L’ombre de la cour de la ferme m’est encore familière mais celle du chemin creux bordé des grands arbres est celle que je redoute. Quels langages parlent-ils ? Se nourrissent-ils de petites filles égarées ? Le vent est-il mon complice ou mon combattant ? Je n’en sais rien. Je sais juste une chose. Au bout de ce long chemin sombre, il y a ce que je désire tant… l’école. Cette jeune femme entrevue dans la cuisine de la ferme pour convaincre mon père de libérer mes frères un peu plus souvent du travail pour y être présents, m’a ébloui. Ce mélange de douceur et d’audace face à la rigueur rude de mon père, une voix respectueuse mais ferme, un regard droit, qui m’électrise quand j’entre dans la pièce. Et surtout, l’improbable respect de mon père, comme une quasi déférence que je ne lui ai jamais vue.

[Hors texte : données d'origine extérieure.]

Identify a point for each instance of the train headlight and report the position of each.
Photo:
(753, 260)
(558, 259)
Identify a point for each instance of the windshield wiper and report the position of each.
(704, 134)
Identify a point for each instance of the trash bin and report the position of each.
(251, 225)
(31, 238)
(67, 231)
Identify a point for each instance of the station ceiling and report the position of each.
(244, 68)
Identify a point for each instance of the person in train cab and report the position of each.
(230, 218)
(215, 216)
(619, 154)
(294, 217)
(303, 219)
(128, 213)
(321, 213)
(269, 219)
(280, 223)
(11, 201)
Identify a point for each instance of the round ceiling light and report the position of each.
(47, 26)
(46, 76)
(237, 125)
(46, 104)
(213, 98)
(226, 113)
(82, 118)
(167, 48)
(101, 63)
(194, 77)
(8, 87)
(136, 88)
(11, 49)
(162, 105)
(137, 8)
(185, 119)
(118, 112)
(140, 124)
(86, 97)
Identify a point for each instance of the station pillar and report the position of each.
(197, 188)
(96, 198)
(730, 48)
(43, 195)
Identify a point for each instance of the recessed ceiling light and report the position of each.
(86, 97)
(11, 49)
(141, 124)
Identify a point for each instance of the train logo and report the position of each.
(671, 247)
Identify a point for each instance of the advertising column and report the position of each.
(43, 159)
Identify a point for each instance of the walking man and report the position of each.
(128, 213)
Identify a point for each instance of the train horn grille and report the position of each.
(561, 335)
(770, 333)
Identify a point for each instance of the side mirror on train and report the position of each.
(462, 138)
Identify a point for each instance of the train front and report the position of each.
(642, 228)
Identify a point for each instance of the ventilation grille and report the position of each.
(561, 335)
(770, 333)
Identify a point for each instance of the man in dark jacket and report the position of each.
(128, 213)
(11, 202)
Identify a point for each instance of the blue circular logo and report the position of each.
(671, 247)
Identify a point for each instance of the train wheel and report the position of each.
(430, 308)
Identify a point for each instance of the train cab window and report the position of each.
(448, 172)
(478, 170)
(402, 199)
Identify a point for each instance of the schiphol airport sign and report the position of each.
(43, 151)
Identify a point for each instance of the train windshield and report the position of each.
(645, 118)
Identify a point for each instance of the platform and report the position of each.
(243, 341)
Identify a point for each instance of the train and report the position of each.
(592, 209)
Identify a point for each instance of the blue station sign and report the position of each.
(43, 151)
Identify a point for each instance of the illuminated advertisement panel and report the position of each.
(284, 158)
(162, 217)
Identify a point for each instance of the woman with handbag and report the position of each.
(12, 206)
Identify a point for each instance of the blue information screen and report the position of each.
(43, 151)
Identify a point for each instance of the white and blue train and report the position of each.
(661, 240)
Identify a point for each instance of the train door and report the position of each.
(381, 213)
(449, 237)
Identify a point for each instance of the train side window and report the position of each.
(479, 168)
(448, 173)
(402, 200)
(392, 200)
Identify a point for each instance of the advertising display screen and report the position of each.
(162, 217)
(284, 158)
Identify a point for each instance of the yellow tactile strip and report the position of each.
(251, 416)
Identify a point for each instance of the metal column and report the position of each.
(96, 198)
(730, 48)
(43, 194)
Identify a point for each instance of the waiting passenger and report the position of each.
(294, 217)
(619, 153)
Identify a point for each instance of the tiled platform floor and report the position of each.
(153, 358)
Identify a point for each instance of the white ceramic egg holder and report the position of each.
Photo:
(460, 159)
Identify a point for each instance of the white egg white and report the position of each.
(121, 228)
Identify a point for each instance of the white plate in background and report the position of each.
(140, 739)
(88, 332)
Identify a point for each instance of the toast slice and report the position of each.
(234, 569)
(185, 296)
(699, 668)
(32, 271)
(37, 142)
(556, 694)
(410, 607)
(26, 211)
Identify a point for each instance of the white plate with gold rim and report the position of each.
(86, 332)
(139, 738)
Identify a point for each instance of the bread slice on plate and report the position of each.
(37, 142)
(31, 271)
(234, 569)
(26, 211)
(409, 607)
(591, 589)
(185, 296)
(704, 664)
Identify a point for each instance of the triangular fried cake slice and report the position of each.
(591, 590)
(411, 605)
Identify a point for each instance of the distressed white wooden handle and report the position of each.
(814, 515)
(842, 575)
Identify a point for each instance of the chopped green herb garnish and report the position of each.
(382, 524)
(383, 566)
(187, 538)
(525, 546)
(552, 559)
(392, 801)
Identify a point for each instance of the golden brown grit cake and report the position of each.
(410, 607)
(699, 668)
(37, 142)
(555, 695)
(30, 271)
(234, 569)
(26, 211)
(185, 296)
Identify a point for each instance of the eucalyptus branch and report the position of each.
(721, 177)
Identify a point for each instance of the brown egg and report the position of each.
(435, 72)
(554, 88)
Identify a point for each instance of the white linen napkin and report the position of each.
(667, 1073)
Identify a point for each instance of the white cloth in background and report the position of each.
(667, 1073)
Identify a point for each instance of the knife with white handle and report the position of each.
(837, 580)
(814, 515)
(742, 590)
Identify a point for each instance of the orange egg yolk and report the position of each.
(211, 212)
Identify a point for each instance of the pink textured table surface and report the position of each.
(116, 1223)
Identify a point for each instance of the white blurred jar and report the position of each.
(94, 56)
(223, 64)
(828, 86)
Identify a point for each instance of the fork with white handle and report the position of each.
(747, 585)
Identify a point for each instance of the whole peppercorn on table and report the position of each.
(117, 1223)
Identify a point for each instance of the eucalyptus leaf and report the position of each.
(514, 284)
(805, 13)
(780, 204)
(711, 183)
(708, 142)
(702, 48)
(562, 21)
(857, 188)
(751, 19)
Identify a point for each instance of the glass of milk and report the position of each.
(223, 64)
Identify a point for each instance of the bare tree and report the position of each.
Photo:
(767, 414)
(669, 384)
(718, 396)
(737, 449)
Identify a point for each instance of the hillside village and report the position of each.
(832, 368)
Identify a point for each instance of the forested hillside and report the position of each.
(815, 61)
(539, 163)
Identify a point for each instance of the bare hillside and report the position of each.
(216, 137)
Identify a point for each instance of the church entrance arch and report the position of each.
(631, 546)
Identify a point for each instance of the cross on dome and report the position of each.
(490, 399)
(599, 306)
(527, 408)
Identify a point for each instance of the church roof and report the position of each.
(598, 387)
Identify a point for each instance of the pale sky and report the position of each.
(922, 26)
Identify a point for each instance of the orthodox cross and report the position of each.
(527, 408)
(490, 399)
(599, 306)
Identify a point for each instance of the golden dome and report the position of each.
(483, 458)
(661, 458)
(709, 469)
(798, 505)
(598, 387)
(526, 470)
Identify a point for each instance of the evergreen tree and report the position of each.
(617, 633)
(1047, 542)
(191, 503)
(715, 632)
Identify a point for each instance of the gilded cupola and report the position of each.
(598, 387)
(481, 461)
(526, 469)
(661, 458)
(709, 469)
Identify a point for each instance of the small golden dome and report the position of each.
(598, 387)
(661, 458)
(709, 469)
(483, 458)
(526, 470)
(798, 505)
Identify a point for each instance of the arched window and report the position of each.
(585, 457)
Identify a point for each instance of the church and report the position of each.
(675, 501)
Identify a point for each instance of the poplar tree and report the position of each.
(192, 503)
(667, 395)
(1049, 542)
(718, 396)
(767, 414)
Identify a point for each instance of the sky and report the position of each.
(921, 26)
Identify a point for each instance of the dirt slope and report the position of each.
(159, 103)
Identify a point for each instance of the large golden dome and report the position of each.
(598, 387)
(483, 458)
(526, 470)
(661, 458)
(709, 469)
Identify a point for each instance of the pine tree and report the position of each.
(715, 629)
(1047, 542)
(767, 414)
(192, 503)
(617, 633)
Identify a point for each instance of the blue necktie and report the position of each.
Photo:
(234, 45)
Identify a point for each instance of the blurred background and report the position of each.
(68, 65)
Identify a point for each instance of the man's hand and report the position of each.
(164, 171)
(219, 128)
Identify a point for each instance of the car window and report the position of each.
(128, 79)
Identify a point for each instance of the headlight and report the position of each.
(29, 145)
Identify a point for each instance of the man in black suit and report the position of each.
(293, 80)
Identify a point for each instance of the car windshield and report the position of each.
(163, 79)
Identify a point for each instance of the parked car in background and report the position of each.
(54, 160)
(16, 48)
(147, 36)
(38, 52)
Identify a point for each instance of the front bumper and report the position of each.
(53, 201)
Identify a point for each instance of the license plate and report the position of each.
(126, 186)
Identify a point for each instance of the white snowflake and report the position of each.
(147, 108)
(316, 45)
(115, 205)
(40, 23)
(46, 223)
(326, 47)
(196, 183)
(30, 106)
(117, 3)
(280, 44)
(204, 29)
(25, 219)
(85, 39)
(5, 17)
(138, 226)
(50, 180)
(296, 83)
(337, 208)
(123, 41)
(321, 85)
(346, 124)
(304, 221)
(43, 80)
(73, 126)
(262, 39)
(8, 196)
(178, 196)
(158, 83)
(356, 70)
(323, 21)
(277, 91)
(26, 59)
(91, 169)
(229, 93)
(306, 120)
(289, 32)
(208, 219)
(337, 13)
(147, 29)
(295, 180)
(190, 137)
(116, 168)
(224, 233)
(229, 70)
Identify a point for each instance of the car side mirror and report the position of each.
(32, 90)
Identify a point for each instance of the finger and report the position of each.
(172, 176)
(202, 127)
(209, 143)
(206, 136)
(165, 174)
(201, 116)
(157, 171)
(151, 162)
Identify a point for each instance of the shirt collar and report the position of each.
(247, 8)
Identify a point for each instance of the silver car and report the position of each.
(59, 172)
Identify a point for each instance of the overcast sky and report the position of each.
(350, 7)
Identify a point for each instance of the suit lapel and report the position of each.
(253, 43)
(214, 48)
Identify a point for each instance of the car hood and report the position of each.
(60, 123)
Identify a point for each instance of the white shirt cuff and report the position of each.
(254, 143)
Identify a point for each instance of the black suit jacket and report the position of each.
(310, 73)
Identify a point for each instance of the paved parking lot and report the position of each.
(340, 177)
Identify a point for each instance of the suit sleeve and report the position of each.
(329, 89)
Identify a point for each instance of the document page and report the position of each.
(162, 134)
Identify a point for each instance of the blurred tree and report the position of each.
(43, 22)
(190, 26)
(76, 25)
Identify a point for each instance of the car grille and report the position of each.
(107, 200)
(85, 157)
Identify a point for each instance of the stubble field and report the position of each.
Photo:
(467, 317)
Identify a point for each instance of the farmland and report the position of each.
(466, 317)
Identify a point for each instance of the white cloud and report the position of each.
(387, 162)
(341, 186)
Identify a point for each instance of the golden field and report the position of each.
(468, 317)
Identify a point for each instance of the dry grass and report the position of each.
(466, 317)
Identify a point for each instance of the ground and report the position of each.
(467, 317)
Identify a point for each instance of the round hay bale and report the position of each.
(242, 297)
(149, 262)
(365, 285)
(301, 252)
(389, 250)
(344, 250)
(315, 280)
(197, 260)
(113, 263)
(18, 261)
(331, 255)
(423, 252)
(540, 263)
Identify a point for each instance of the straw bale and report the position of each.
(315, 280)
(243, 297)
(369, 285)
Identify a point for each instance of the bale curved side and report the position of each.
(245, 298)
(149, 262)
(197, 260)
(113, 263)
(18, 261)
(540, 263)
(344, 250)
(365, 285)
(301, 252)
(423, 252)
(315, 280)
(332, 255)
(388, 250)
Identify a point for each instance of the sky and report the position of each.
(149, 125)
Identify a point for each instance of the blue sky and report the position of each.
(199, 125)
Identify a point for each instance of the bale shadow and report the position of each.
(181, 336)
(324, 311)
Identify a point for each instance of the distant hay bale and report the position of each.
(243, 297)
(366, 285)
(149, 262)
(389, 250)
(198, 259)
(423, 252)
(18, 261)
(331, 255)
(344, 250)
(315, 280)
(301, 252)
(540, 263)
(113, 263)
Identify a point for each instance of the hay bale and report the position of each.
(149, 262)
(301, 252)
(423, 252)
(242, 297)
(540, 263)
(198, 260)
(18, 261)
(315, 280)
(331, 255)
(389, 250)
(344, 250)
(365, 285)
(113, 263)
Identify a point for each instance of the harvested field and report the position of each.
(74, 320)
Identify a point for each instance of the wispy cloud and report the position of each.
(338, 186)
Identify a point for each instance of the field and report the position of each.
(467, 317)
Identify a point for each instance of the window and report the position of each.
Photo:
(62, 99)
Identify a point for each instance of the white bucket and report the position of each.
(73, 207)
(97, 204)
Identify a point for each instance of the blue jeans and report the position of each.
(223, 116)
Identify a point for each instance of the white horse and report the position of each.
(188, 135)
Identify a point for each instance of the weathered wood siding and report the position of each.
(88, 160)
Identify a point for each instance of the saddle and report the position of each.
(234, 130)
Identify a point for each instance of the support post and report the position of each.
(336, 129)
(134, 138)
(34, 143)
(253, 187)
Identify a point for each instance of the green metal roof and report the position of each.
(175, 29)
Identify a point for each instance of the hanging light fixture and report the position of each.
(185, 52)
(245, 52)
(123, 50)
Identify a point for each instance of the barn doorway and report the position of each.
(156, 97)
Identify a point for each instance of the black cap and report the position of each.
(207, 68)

Je n’ai pas compris tous les mots. Juste cet appel à apprendre, à entrer dans un univers neuf. Entrer dans ce mystère que quelques-uns seulement percent. Apprendre pour ne pas avoir ce regard perdu, humilié de confier la lecture des lettres ou papiers à d’autres. Je veux cette victoire-là que mes frères raillent par pudeur ou malaise. Je veux échapper à tous ces poids que je sens sans pouvoir les nommer.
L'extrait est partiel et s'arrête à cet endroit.